Жокей сидел рядом - продолговатое грустное лицо под клетчатой кепкой, слегка скошенная набок голова на изогнутой шее - и смотрел на своего спутника голубыми под бровями Пьеро глазами.
- Решающая встреча между Арманом Дени и Лекером состоялась в игорном клубе, который содержала Некая баронесса де Шамис, ночью, после нападения на банк "Жюльен", что на улице Итальянцев; кассир учреждения был серьезно ранен, однако смог точно описать приметы преступников, и таким образом была установлена безусловная причастность к делу Армана Дени. Баронесса, вкрадчивое создание с таким напудренным лицом, что оно казалось гипсовым, с черепаховым лорнетом перед кротовыми глазками, ввела Армана в крохотную гостиную за игровым залом, где к нему вскоре присоединился Лекер, еще державший стопку наполеондоров в руке. Арман Дени знал, что, если ему не удастся заручиться поддержкой этого человека, его неминуемо арестуют. Он никогда не мог пройти незамеченным. Те, кто хоть раз видел его лицо, уже не могли его забыть, и в течение всей карьеры красота молодого революционера была для него настоящим бедствием. Впрочем, влияние, которое оказывал Арман на апаша, пытались объяснить и некой скрытой гомосексуальной склонностью последнего. Было очевидно, что самый опасный человек Парижа, плативший полиции и шантажировавший членов правительства, становился беспомощным, как только оказывался рядом с автором "Мятежного возраста", и ничем - ни его чудовищным самолюбием, ни стремлением к власти, ни даже его глупостью невозможно было до конца объяснить, почему он так жадно искал общества Дени. И вот он стоял здесь, в гостиной с желтой обивкой стен, позвякивая наполеондорами, устремив на своего искусителя почти галлюцинирующий взгляд.
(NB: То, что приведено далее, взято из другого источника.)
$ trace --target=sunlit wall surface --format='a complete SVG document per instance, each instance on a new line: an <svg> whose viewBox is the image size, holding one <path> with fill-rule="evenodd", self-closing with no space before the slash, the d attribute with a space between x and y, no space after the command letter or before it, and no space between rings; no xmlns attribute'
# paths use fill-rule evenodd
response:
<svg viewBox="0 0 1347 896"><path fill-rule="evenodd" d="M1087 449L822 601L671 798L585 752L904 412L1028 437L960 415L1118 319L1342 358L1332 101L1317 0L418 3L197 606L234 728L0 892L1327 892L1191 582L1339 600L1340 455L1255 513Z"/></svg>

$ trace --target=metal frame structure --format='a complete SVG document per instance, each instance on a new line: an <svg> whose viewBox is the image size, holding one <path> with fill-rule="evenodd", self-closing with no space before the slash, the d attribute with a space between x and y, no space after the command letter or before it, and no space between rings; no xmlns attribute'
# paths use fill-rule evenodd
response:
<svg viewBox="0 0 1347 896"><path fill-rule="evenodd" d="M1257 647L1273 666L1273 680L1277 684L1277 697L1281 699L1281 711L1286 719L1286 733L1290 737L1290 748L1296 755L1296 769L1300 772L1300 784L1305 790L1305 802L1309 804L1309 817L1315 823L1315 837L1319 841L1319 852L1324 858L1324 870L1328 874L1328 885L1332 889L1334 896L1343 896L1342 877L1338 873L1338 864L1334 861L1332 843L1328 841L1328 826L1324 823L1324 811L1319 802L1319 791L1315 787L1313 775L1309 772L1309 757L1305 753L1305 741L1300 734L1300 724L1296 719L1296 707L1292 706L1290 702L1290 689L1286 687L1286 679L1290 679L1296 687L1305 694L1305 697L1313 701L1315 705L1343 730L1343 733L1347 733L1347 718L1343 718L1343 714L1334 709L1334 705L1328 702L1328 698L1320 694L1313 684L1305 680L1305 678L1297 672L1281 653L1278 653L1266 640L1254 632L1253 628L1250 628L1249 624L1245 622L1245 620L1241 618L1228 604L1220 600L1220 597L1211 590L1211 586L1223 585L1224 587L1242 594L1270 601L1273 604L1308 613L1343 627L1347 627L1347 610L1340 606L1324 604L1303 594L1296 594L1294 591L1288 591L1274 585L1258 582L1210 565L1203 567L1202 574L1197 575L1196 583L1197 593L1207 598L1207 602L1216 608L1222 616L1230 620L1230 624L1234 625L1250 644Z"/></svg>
Возможно, он и вправду на него скорее смотрел, чем слушал, и был более восприимчив к его голосу, нежели к тому, что тот говорил.
"Пора принимать решение. Ты должен сказать мне, чего ты хочешь: до конца своих дней оставаться тем, кто ты есть сейчас, или же пойти гораздо дальше, подняться выше, открыть миру свою подлинную сущность. Никто не знает, кто ты есть на самом деле; твое сопротивление власти никем не понято. В глазах всех ты только каналья, вонючая и опасная скотина, которую следует пощадить, не более. В последний раз я задаю тебе вопрос: хочешь ли ты достичь подлинного величия? Занять свое место в истории, среди самых именитых? Желаешь ли ты, чтобы твое имя жило вечно? Чтобы угнетенные массы повернулись к тебе и восторженно приветствовали твое имя и чтобы этот гул перерос в победную песнь, отголоски которой в новом и свободном мире не смолкнут никогда?"
Лекер, с наполеондорами в руке, неподвижно стоял в гостиной с желтыми стенами; кровь хлынула ему в лицо, высокомерное выражение на котором усилилось до такой степени, что во взгляде появился блеск какой-то всепожирающей страсти. "Бедный Альфонс, - подумала Леди Л., - он тоже родился слишком рано. Ему следовало бы жить в эпоху Шлагетеров, Хорстов Весселов, Рудольфов Гессе, великих маршей через Европу коричневых и черных рубашек, Гитлеров и Муссолини". Ведь не кто иной, как будущий диктатор Италии, перевел "Записки революционера" Кропоткина в начале своей карьеры, и он же провозгласил, что книга князя-анархиста написана "с большой любовью к угнетенному человечеству и проникнута безграничной добротой".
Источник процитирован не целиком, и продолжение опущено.